The nvcamera-daemon will output forever this:

Issue bubble captures
NvPclSettingsUpdate: Sending Updated Settings through PCL
NvPclSettingsApply: Applying last settings through PCL
apply:+++++++++++++++++++++++
apply:-----------------------
NvPclSettingsApply: Reading PCL settings

Complete log is attached (used Scroll-lock twice to finally trigger the issue).
nvcamd-20180213-121253.zip (257 KB)

How long can repo it. Does the step 8 must have?
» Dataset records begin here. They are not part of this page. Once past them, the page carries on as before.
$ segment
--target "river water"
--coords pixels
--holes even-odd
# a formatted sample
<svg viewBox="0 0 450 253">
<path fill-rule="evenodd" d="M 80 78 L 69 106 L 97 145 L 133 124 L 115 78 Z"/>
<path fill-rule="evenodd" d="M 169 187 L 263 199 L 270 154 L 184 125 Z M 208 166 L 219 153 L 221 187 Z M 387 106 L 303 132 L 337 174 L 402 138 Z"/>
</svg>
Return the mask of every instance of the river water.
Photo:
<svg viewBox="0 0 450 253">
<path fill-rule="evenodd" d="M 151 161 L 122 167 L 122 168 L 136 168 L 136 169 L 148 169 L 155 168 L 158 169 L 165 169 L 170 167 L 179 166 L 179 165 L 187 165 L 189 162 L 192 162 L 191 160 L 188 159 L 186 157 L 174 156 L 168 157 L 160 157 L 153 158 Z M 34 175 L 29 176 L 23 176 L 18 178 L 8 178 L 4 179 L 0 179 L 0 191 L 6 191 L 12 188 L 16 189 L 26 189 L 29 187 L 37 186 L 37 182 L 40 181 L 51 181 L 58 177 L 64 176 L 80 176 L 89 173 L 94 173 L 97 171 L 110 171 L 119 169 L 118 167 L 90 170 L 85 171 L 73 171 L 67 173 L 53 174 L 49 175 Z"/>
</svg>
What if don’t enable the log by export enableCamPclLogs=1 and export enableCamScfLogs=1?

ShaneCCC - the combination of enabling the logs and using scroll-lock is ensuring that the process is no longer scheduled as running, but blocks on a write() call.

Maybe you can mess with the scheduler either by having a high load on the system or sending some signals - I do not know. The above sequence is the way how I can reproduce the issue.

Clearly - your process is expecting that it has some real-time privileges which it has not. Any trouble causing that it is not able to perform the desired ISP handling tasks in time will result in breaking the camera operation.

Another slightly related issue is when there are signal integrity issues and the MIPI data is corrupt - a missing SOF or EOF will cause weird timeouts in the camera daemon or out of memory messages, bunch of logs in dmesg and halting operation of ALL sensors. The process often crashes, but when not, it is again not able to recover from such state. It is everything but not robust.

Could you confirm this problem can reproduce on reference camera board ov5693 as I didn’t get the issue as your step.

ShaneCCC - yes, the above guide is for an out of box TX1/TX2 with the OV5693 reference camera.

This likely applies to all current uses of SCF - with any sensor (direct MIPI to ISP processing) since you do not yet support images sourced from memory.

Does it easy to reproduce? How much time can it be repo?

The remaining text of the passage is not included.